Lord Adolphus Fitz Clarence (1802-1856) was the seventh child (fourth son) of the Duke of Clarence. He was sent to sea at the age of eleven and subsequently commanded the Royal Yacht until 1853. The Hon Berkely Paget (1780-1842) was the younger brother of Henry Paget (Marquis of Anglesea) and Sir Charles Paget who commanded the Royal Yacht. It is presumed that Berkeley made the acquaintance of Lord Adolphus through his elder brother although in his own right he was a successful politician serving as MP for Anglesey from 1807 and later Milborne Port in 1820, and was a Lord of the Treasury between 1810-1826.
Also included in the sale is a remarkable Private album taken by Captain W.T Turner, who was captain of Cunard Liners Mauretania and Lusitania and was subsequently made a scapegoat for the Lusitania tragedy on 7th May 1915 when it was torpedoed by a German submarine U-20 and sank within 20 minutes with the loss of 1,200.
Estimated at £3,000-5,000, the fascinating album is believed to date from between 1904-10 and comprises approximately 400 private views taken by and of Turner. Most photographs are pasted along top edge and annotated with characters and locations in pencil to reverse, approximately half taken aboard various commands mostly Mauretania but with several hitherto unseen views from Lusitania. Also interesting scenes taken opportunistically, including several views of the wreck of the U.S.S. Maine; several dockyard views of luggage being loaded; the boat train dining car; Turner posing with various passengers or relations, often wearing his hat or tunic, or of Turner taking a sight with his sextant.
As Charles Miller comments: Not intended to be of interest to any but himself and family, this wonderful album captures a rare view of the private side of a liner captain from the 'Golden Age'. Frequently larking around, Turner is often shot with a pretty girl, who is wearing his hat, or lying in a hammock. He was clearly a happy man and his sense of humour is much in evidence.
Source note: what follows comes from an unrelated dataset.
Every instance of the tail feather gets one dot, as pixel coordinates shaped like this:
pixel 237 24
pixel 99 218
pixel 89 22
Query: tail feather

One of the more striking shots is a view of Turner climbing the rigging of the main mast of Lusitania and holding his camera, the next view is the shot of the funnels and deck taken from that location. These rare views are unknown and unpublished, providing a wealth of interesting material about Cunards most tragic Captain.
Charles Miller Ltds sale will comprise over 250 lots including Scientific and Navigational Instruments and Marine Works of Art.
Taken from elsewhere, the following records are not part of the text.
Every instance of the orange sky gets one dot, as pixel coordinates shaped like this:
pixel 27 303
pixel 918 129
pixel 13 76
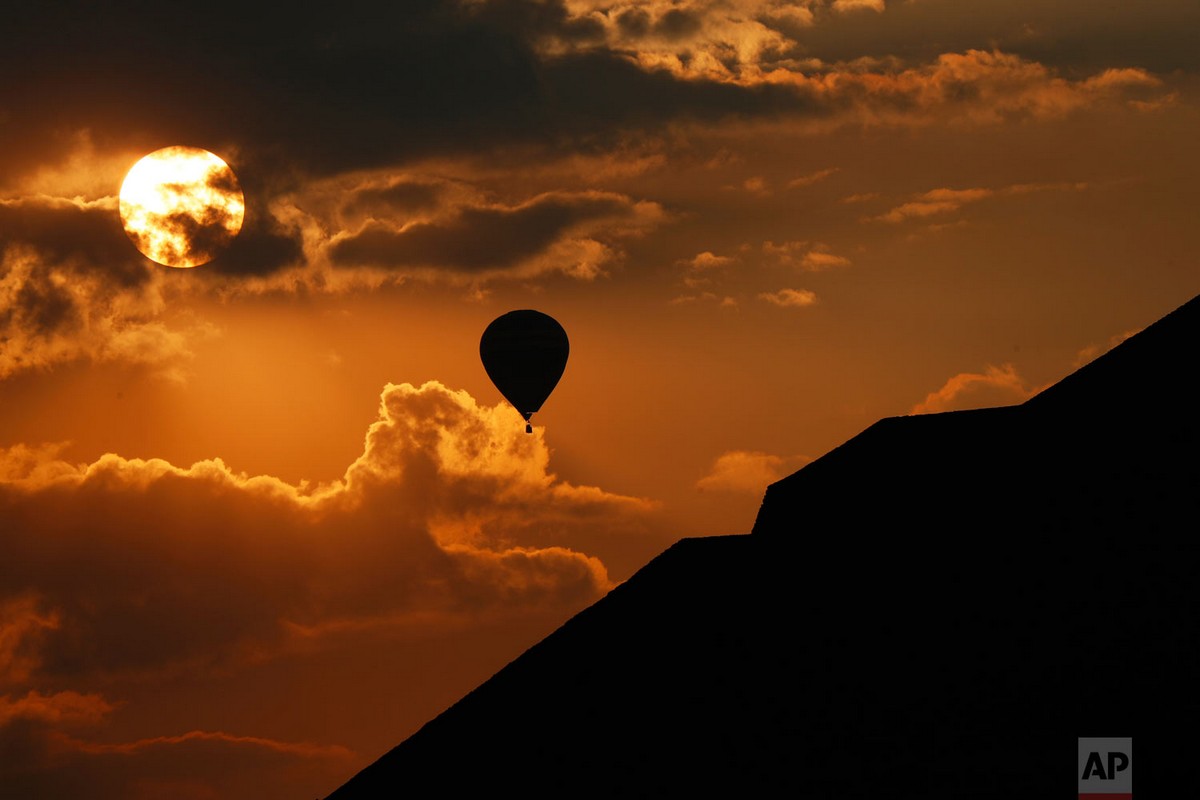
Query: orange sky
pixel 265 517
Several pieces relating to exploration will be included, and of note is a rare blue stoneware beer jug inscribed DISCOVERY from the British Arctic Expedition (1875-6) by W. T. Copeland & Sons, who produced special services for both H.M.Ships Alert and Discovery is estimated at £1,000-1,500.
Elsewhere an Historically interesting 1:16 scale working demonstration aluminium and brass model of the Tunnelling Shield used to excavate the Rotherhithe Tunnel and inspected by the Prince and Princess of Wales at the opening on June 12, 1908 is estimated to fetch £1,000-1,500.
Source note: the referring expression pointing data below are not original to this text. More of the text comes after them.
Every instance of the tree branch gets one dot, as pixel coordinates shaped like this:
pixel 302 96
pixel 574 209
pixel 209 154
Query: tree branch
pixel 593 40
A fascinating journal, bound in its original sail cloth and hand-written by 20-year-old John Griffiths, who left Bangor in North Wales, via Gravesend, for a new life in New Zealand in 1863 carries an estimate of £300-500. Griffiths wrote this witty account of everyday life on the 1351 ton Indian Empire giving insightful and amusing cameos of both passengers and crew. Unfortunately Griffiths never made it to New Zealand and is buried at sea just south-east of Tristan da Cunha in the South Atlantic.